The mayor of Ciudad Juárez, meanwhile, has threatened to sue a neighboring governor for shipping migrants to his town. It has become a game of political hot potato, with desperate Central Americans who are fleeing poverty and violence caught in the middle.
Elsewhere along the border, shelter officials say they manage lists of asylum applicants by name, nationality, age and documentation to assist Mexican officials who are complying with American border patrol mandates.
The Mexican government is resisting Mr. Trump in some ways, the official in Mr. López Obrador’s government insisted. Even acquiescing to the Trump administration on the Migrant Protection Protocols was done strategically, according to the official and two others briefed on the plan.
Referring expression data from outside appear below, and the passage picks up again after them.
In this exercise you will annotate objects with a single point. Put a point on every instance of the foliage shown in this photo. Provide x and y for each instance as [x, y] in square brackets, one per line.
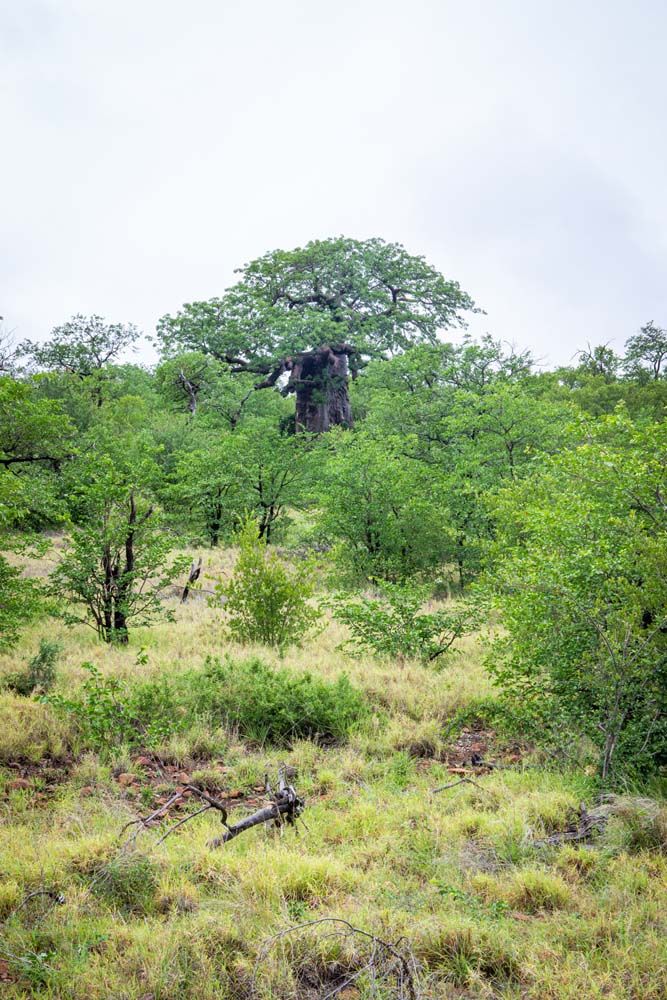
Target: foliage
[579, 578]
[264, 601]
[116, 562]
[40, 673]
[247, 696]
[387, 512]
[32, 430]
[646, 353]
[277, 706]
[110, 713]
[82, 346]
[20, 602]
[397, 626]
[370, 293]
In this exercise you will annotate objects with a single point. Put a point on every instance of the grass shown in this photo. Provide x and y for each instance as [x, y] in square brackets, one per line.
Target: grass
[486, 914]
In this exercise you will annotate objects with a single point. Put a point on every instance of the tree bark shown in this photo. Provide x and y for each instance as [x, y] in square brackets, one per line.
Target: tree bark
[320, 379]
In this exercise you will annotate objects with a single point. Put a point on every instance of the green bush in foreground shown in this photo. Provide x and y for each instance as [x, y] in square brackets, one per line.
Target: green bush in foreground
[262, 704]
[265, 602]
[396, 626]
[40, 674]
[276, 706]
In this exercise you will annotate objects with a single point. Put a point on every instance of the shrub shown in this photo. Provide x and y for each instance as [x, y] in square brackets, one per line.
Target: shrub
[40, 672]
[276, 706]
[109, 713]
[265, 602]
[395, 625]
[261, 703]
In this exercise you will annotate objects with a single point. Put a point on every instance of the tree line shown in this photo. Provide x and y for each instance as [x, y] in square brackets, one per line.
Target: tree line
[321, 396]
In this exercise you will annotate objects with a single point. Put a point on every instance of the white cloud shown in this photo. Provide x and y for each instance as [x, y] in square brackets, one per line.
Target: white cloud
[152, 147]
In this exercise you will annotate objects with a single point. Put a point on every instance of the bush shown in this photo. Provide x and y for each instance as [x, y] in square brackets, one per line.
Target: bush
[110, 713]
[40, 672]
[265, 602]
[261, 703]
[396, 626]
[276, 706]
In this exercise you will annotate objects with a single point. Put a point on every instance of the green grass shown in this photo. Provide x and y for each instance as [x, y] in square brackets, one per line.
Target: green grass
[485, 913]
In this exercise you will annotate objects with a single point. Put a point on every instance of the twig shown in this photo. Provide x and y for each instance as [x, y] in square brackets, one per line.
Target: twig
[403, 974]
[461, 781]
[181, 822]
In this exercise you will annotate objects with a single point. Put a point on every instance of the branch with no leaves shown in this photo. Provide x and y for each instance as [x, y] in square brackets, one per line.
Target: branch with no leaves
[461, 781]
[384, 963]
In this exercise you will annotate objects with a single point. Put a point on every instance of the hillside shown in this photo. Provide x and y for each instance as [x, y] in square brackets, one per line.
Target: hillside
[456, 880]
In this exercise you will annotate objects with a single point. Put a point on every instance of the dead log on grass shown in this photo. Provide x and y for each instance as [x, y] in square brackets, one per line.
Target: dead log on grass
[386, 969]
[285, 807]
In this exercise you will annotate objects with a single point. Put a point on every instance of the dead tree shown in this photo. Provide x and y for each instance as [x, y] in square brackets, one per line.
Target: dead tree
[193, 576]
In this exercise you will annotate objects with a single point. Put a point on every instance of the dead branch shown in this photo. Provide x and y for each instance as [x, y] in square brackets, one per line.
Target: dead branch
[285, 807]
[461, 781]
[588, 825]
[384, 962]
[193, 576]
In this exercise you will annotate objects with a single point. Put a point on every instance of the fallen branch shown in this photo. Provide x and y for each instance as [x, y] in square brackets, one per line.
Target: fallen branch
[588, 825]
[193, 576]
[285, 807]
[461, 781]
[384, 962]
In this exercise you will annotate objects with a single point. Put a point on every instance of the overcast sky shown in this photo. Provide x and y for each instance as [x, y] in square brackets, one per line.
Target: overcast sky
[149, 147]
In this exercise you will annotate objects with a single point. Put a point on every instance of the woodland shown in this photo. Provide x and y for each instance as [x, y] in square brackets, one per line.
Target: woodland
[383, 604]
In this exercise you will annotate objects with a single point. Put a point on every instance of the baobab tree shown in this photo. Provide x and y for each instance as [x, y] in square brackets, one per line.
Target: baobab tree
[304, 320]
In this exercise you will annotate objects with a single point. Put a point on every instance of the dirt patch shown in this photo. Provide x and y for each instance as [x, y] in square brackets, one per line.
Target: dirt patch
[155, 783]
[43, 778]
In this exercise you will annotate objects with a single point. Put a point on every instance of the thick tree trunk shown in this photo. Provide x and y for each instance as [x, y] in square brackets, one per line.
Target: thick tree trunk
[320, 379]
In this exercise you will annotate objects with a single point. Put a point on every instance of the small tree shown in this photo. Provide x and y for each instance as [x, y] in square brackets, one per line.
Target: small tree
[397, 625]
[264, 601]
[82, 346]
[580, 581]
[646, 353]
[115, 567]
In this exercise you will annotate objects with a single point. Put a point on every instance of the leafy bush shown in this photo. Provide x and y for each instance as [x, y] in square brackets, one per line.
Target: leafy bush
[262, 704]
[109, 713]
[40, 672]
[266, 602]
[276, 706]
[579, 578]
[396, 626]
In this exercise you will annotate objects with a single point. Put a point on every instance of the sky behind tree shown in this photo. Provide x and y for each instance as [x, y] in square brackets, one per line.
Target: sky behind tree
[151, 147]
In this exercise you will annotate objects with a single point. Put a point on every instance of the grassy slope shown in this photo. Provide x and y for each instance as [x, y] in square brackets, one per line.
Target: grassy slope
[486, 914]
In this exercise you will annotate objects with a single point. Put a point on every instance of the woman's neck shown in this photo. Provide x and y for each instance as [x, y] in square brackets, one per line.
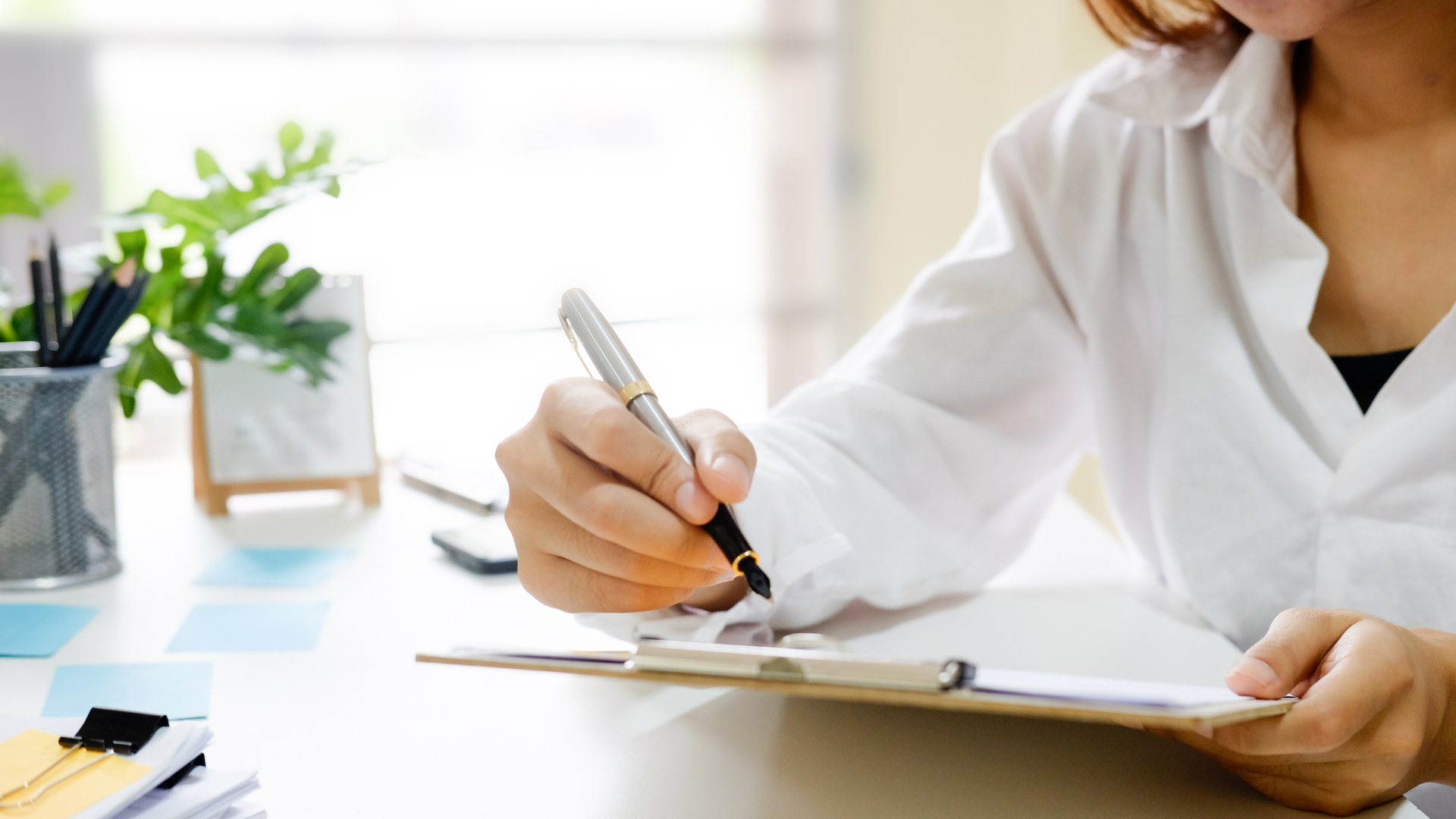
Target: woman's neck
[1386, 64]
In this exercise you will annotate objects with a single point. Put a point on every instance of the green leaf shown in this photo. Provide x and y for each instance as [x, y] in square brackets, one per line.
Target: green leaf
[319, 334]
[158, 368]
[55, 193]
[290, 137]
[14, 196]
[206, 165]
[268, 262]
[133, 243]
[199, 341]
[204, 297]
[22, 322]
[293, 290]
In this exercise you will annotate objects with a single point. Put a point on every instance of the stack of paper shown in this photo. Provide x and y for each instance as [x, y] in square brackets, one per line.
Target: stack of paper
[126, 786]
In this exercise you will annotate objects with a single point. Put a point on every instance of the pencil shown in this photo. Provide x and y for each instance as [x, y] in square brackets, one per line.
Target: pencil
[111, 321]
[57, 293]
[112, 302]
[38, 312]
[85, 315]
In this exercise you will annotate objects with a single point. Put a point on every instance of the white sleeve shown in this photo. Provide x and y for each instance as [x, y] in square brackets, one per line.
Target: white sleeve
[922, 463]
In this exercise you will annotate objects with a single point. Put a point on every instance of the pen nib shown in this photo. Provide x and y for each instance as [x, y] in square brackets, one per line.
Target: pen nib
[758, 580]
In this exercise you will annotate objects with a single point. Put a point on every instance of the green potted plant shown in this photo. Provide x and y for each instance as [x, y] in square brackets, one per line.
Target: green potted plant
[193, 299]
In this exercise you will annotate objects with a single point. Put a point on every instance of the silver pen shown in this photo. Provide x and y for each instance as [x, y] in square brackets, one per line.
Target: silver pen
[585, 327]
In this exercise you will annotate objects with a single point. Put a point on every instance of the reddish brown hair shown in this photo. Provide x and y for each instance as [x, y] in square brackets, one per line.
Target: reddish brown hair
[1163, 22]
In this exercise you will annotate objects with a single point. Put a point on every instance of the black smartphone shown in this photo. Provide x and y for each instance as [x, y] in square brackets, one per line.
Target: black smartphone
[485, 548]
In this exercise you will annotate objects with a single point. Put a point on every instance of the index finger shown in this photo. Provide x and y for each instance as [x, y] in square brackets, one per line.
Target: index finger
[596, 423]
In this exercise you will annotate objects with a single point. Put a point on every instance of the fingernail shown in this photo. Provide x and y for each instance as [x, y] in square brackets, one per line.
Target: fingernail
[1256, 670]
[693, 500]
[733, 469]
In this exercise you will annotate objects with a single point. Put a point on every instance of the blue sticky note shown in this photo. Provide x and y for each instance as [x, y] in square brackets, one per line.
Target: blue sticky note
[297, 567]
[182, 691]
[36, 630]
[251, 627]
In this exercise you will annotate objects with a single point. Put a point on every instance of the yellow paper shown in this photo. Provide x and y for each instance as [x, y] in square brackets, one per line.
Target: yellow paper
[25, 755]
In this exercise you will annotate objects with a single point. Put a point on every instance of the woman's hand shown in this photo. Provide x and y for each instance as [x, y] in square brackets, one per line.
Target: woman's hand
[606, 516]
[1372, 720]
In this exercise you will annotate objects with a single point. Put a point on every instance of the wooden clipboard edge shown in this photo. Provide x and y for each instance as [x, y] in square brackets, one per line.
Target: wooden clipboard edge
[1008, 704]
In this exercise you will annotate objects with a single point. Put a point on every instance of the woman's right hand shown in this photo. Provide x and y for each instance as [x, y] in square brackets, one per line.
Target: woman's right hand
[607, 518]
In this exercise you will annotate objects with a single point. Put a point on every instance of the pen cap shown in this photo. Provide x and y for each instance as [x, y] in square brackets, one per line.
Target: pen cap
[606, 350]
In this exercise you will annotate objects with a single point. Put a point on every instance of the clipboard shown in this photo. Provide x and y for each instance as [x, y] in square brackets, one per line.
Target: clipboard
[1019, 694]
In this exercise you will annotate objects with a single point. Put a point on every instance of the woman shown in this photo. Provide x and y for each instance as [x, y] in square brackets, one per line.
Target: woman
[1207, 257]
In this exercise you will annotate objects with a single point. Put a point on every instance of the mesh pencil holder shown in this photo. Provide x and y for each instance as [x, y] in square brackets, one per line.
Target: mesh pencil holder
[57, 496]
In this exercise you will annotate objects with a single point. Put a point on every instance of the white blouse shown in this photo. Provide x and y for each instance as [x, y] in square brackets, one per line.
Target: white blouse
[1136, 281]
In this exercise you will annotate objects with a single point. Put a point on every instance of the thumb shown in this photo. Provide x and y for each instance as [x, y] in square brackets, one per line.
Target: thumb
[1296, 643]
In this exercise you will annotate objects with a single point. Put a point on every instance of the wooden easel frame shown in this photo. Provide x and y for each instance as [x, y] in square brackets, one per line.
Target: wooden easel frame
[215, 496]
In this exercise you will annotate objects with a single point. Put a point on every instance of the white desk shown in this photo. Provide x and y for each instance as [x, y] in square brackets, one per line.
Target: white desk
[359, 729]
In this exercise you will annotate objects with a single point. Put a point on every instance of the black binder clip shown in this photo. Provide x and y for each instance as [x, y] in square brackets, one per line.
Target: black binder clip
[107, 730]
[123, 732]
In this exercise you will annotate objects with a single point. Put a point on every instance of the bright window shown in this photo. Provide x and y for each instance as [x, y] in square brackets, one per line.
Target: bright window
[523, 149]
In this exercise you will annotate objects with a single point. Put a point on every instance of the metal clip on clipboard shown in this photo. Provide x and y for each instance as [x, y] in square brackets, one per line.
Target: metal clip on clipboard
[800, 665]
[107, 730]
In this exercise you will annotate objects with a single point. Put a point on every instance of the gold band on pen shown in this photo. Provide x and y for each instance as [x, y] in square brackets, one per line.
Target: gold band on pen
[635, 390]
[737, 560]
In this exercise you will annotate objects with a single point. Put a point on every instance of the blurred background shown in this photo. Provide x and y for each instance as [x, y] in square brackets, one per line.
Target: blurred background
[745, 186]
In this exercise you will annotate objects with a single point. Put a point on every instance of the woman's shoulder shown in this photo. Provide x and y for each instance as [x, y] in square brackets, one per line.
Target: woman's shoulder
[1120, 107]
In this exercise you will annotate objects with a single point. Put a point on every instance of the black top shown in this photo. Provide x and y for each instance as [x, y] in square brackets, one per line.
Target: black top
[1366, 375]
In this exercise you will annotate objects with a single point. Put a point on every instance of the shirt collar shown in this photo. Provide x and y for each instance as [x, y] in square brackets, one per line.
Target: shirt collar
[1241, 91]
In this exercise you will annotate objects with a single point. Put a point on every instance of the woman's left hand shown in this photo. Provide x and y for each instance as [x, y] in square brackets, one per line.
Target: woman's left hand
[1372, 720]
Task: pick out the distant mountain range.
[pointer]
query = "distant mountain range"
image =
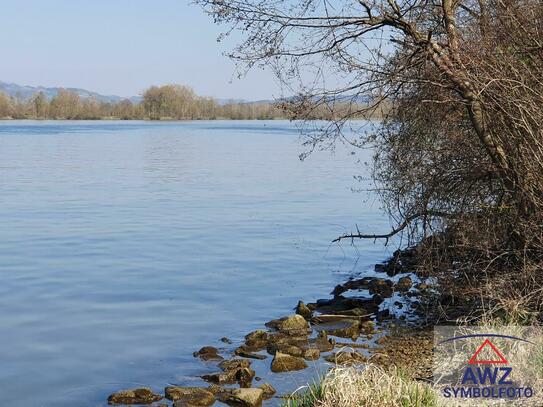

By allowing the program to start in San Diego and Tijuana, the Mexican officials argued, legal challenges to it in the United States go to the federal courts in the Northern District of California, which are generally seen as liberal. This matters at a time when many Americans are focused on how to beat Mr. Trump in the 2020 elections, in particular by leveraging the Mexican-American vote.
But many activists are far from confident that a legal challenge will put an end to the program.
“I think it’s an incredibly risky move,” said Stephanie Leutert, the director of the Mexico Security Initiative at the University of Texas at Austin. “I don’t think you should put your country’s foreign and migratory policy in the hands of a civil society organization in another country.”